Agency: Lejeune water contaminated earlier than previously thought
January 18, 2013 - Many more Marines and their relatives could be eligible for compensation for illnesses now that a federal agency determined that the water at North Carolina's Camp Lejeune was contaminated four years earlier than previously thought.
Agency: Lejeune water contaminated earlier than previously thought
January 18, 2013 - Many more Marines and their relatives could be eligible for compensation for illnesses now that a federal agency determined that the water at North Carolina's Camp Lejeune was contaminated four years earlier than previously thought.
In a letter to the Department of Veterans Affairs, the Agency for Toxic Substances and Disease Registry said computer modeling shows that drinking water in the residential Hadnot Point area was unsafe for human consumption as far back as 1953. President Barack Obama signed a law last year granting health care and screening to Marines and their dependents on the base between 1957 and 1987. "This is yet another piece of the puzzle that's coming together and slowly exposing the extent of the contamination at Camp Lejeune - and the Marine Corps' culpability and negligence," said Mike Partain, a Marine's son who was born at the southeast North Carolina base and who says he is one of at least 82 men diagnosed with breast cancer. "This is four years overdue."

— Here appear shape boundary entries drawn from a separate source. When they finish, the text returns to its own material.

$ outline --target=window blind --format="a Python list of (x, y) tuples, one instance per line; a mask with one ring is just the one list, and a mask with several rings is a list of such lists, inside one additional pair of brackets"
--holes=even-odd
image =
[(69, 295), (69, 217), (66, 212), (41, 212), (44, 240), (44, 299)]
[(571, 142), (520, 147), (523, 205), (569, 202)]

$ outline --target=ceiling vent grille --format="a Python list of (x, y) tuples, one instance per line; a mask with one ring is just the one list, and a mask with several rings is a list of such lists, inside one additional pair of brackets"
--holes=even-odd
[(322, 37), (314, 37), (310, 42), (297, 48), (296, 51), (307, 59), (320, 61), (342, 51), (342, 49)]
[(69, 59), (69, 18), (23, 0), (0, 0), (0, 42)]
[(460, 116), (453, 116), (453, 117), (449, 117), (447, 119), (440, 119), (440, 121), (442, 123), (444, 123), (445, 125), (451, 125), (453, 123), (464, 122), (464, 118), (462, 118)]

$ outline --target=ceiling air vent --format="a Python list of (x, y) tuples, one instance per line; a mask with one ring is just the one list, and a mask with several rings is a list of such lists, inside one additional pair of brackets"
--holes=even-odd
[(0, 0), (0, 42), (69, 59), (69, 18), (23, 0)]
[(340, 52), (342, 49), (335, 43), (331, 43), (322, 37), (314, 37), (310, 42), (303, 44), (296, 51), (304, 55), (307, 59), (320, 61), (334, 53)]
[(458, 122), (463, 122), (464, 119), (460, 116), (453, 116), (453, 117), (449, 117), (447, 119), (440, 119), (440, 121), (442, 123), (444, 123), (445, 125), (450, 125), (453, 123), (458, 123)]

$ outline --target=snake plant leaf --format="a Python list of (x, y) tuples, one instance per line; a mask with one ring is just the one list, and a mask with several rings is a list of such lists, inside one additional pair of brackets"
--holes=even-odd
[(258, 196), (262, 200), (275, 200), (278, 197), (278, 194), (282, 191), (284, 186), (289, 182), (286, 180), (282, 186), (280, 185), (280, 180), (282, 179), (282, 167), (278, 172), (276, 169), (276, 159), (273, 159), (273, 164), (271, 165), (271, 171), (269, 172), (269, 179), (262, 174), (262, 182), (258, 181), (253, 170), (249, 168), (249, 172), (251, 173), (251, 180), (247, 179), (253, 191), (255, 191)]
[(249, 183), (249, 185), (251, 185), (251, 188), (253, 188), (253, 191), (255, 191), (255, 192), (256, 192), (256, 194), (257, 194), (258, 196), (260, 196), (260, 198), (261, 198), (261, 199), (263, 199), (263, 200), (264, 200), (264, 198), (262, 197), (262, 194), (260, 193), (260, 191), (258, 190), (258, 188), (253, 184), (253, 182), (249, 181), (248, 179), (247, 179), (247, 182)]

The Marines were slow to react after groundwater sampling first showed contamination on the base in the early 1980s. Some drinking water wells were closed in 1984 and 1985, after further testing confirmed contamination from leaking fuel tanks and an off-base dry cleaner. Health officials believe as many as 1 million people may have been exposed to tainted water. It's not clear how many Marines and family members will be affected by the expansion of the time line. Partain estimates thousands because the Hadnot Point water system supplied the barracks where the majority of the Marines lived, as well as the Naval Hospital, unmarried officer barracks and some family housing areas. "It is by far the largest exposed population on the base," Partain said.

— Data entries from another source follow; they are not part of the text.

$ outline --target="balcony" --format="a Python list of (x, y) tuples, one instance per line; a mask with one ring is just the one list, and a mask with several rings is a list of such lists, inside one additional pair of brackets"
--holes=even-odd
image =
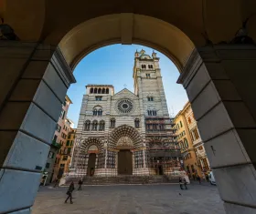
[(201, 150), (197, 149), (196, 151), (196, 154), (198, 158), (205, 157), (207, 155), (205, 149), (201, 149)]
[(202, 142), (202, 139), (201, 139), (201, 138), (199, 138), (193, 141), (193, 145), (195, 146), (195, 145), (199, 144), (201, 142)]
[(51, 146), (56, 148), (57, 149), (61, 148), (61, 145), (59, 143), (57, 143), (56, 141), (52, 140)]

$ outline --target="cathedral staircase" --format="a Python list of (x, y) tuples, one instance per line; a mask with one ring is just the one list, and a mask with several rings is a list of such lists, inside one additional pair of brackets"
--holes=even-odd
[[(71, 181), (78, 184), (80, 178), (73, 178), (67, 180), (65, 185), (69, 185)], [(178, 178), (163, 176), (126, 176), (115, 177), (85, 177), (83, 185), (112, 185), (112, 184), (161, 184), (178, 183)]]

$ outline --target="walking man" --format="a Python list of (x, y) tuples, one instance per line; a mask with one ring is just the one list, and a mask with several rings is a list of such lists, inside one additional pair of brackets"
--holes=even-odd
[(79, 181), (79, 189), (78, 189), (78, 190), (81, 190), (82, 183), (83, 183), (83, 180), (82, 180), (82, 178), (80, 178), (80, 181)]
[(183, 178), (183, 184), (184, 184), (185, 189), (187, 189), (187, 180), (186, 180), (185, 178)]
[(74, 182), (72, 181), (69, 185), (69, 188), (68, 191), (67, 191), (68, 198), (65, 200), (65, 203), (67, 203), (69, 199), (70, 199), (70, 204), (73, 203), (73, 201), (72, 201), (72, 192), (73, 192), (74, 189), (75, 189), (75, 185), (74, 185)]
[(183, 189), (181, 178), (178, 178), (178, 183), (179, 183), (180, 189)]
[(197, 178), (199, 184), (201, 184), (201, 178), (197, 175)]
[(59, 184), (59, 179), (58, 179), (58, 178), (56, 178), (56, 180), (55, 180), (55, 184), (54, 184), (54, 187), (53, 187), (53, 188), (58, 187), (58, 184)]

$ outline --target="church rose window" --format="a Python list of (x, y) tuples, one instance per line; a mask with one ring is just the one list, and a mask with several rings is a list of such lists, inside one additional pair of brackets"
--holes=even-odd
[(117, 104), (117, 108), (121, 113), (126, 114), (133, 110), (133, 105), (129, 99), (123, 99)]

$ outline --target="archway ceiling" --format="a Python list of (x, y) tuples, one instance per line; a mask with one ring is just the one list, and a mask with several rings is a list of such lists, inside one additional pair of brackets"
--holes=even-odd
[[(192, 44), (206, 44), (203, 32), (214, 44), (230, 41), (255, 12), (254, 0), (0, 0), (0, 16), (21, 40), (60, 43), (71, 67), (100, 46), (138, 43), (163, 52), (182, 69)], [(131, 18), (122, 13), (134, 15)], [(91, 27), (80, 28), (83, 25)], [(254, 15), (248, 26), (256, 40), (255, 25)], [(67, 39), (70, 35), (74, 41)]]

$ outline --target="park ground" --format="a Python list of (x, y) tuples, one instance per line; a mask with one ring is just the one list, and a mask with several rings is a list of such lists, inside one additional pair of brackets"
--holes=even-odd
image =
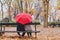
[[(34, 27), (32, 27), (34, 29)], [(6, 27), (6, 30), (14, 31), (15, 27)], [(40, 33), (37, 33), (37, 39), (35, 39), (35, 35), (33, 33), (33, 37), (28, 38), (27, 35), (25, 37), (20, 38), (17, 33), (4, 33), (0, 36), (0, 40), (60, 40), (60, 27), (55, 28), (44, 28), (43, 26), (37, 26), (37, 30), (40, 30)]]

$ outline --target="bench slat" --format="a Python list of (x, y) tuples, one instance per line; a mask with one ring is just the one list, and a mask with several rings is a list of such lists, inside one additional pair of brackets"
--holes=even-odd
[[(0, 31), (1, 32), (1, 31)], [(10, 32), (10, 33), (14, 33), (14, 32), (31, 32), (31, 33), (39, 33), (40, 31), (2, 31), (2, 32)]]

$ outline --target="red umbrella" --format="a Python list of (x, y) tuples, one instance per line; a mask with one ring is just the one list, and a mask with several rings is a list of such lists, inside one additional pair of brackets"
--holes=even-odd
[(27, 24), (32, 21), (32, 17), (29, 13), (18, 13), (15, 18), (16, 22), (21, 24)]

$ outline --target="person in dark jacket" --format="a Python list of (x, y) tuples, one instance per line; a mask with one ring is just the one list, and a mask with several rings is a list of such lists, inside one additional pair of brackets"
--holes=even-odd
[[(25, 31), (25, 25), (17, 23), (17, 31)], [(22, 35), (20, 34), (20, 32), (17, 32), (17, 34), (19, 36), (24, 36), (25, 32), (23, 32)]]

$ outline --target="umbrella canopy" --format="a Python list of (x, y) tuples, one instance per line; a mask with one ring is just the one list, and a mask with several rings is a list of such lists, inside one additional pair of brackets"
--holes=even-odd
[(18, 13), (15, 19), (16, 19), (16, 22), (21, 24), (27, 24), (32, 21), (32, 17), (29, 13)]

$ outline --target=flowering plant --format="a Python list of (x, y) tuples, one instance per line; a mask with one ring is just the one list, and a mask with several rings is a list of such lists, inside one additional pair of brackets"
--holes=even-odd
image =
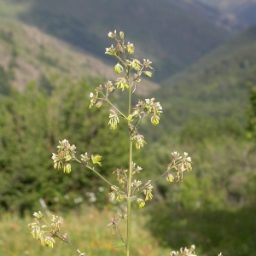
[[(60, 142), (57, 147), (57, 153), (53, 153), (52, 160), (54, 161), (54, 168), (63, 169), (66, 173), (70, 173), (72, 171), (71, 162), (77, 161), (90, 169), (100, 178), (104, 180), (109, 187), (109, 195), (111, 200), (122, 201), (126, 203), (127, 211), (124, 213), (119, 213), (119, 217), (113, 217), (108, 226), (111, 226), (113, 231), (118, 230), (120, 240), (115, 244), (119, 247), (124, 247), (126, 251), (126, 256), (130, 255), (131, 247), (131, 203), (135, 203), (138, 208), (144, 207), (146, 201), (153, 198), (153, 183), (159, 177), (165, 176), (169, 183), (182, 182), (184, 172), (189, 172), (192, 170), (191, 158), (188, 153), (183, 154), (174, 151), (172, 153), (172, 159), (166, 165), (166, 169), (163, 172), (160, 177), (154, 180), (147, 180), (142, 182), (137, 177), (143, 168), (133, 162), (133, 149), (134, 146), (137, 149), (143, 148), (147, 143), (143, 134), (140, 133), (140, 125), (147, 116), (150, 117), (150, 121), (153, 125), (157, 125), (160, 122), (160, 115), (163, 113), (163, 108), (160, 102), (155, 102), (154, 98), (148, 98), (139, 100), (137, 104), (131, 108), (131, 96), (139, 86), (142, 76), (151, 77), (153, 75), (151, 66), (152, 62), (148, 59), (143, 59), (143, 61), (134, 58), (132, 55), (135, 52), (133, 44), (125, 42), (125, 34), (120, 32), (119, 35), (116, 31), (109, 32), (108, 37), (115, 42), (115, 46), (112, 44), (106, 48), (106, 54), (112, 55), (117, 59), (117, 64), (114, 66), (114, 72), (120, 75), (115, 82), (108, 81), (105, 84), (100, 84), (95, 89), (94, 92), (90, 93), (90, 102), (89, 108), (101, 108), (103, 103), (108, 103), (110, 106), (108, 125), (110, 129), (116, 130), (119, 127), (120, 120), (126, 122), (127, 130), (129, 131), (129, 168), (124, 170), (123, 167), (117, 168), (113, 172), (116, 176), (116, 184), (111, 183), (108, 179), (103, 177), (98, 172), (97, 167), (102, 166), (102, 156), (99, 154), (93, 155), (86, 152), (80, 155), (80, 158), (76, 156), (76, 147), (71, 145), (66, 139)], [(122, 92), (128, 93), (128, 108), (127, 113), (121, 112), (110, 100), (109, 95), (113, 93), (115, 90), (120, 90)], [(174, 175), (172, 175), (174, 173)], [(35, 222), (28, 225), (31, 233), (34, 238), (38, 240), (43, 246), (52, 247), (55, 243), (55, 238), (59, 238), (62, 241), (67, 242), (71, 247), (73, 245), (67, 240), (66, 235), (62, 235), (60, 230), (60, 224), (62, 223), (62, 218), (57, 216), (53, 216), (50, 224), (42, 224), (40, 220), (44, 219), (43, 214), (38, 212), (35, 212)], [(126, 222), (126, 239), (119, 229), (120, 220)], [(46, 230), (49, 229), (49, 230)], [(44, 234), (49, 232), (48, 236)], [(74, 247), (73, 247), (74, 248)], [(195, 254), (195, 246), (189, 249), (181, 249), (182, 255), (192, 256)], [(74, 248), (75, 249), (75, 248)], [(77, 250), (79, 255), (85, 253)], [(178, 252), (172, 252), (171, 256), (176, 256)]]

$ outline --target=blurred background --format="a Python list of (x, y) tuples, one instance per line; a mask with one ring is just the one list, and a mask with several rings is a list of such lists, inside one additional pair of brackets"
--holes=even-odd
[[(78, 155), (102, 155), (99, 172), (113, 181), (128, 167), (125, 126), (109, 131), (107, 105), (88, 108), (90, 92), (116, 78), (116, 61), (104, 54), (114, 30), (154, 67), (134, 103), (155, 97), (164, 110), (158, 126), (142, 127), (139, 179), (165, 172), (173, 151), (193, 160), (183, 183), (159, 180), (154, 201), (134, 209), (133, 253), (195, 244), (202, 256), (255, 254), (256, 1), (0, 0), (1, 254), (75, 253), (32, 241), (26, 225), (43, 211), (40, 198), (65, 217), (81, 251), (124, 253), (106, 227), (124, 211), (109, 188), (75, 163), (64, 175), (51, 160), (66, 138)], [(113, 100), (125, 109), (121, 96)]]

In a letter to Gen. Allison Hickey, VA undersecretary for benefits, the head of the toxic substance registry noted that a preliminary water modeling report showed that the period covered under the 2012 legislation didn't go back far enough, and that volatile organic compounds exceeded maximum contaminant levels at Hadnot Point as early as August 1953. "I hope this information is useful as the Department of Veterans Affairs evaluates claims from veterans who served at USMC Camp Lejeune prior to the release of our full water modeling report in the spring," agency Director Christopher J. Portier wrote in the letter, dated Wednesday. The letter was first released publicly during a meeting Thursday of the agency's community assistance panel at the disease registry headquarters in Atlanta. Former Marines and family members angrily questioned officials about why these studies have taken so long to complete.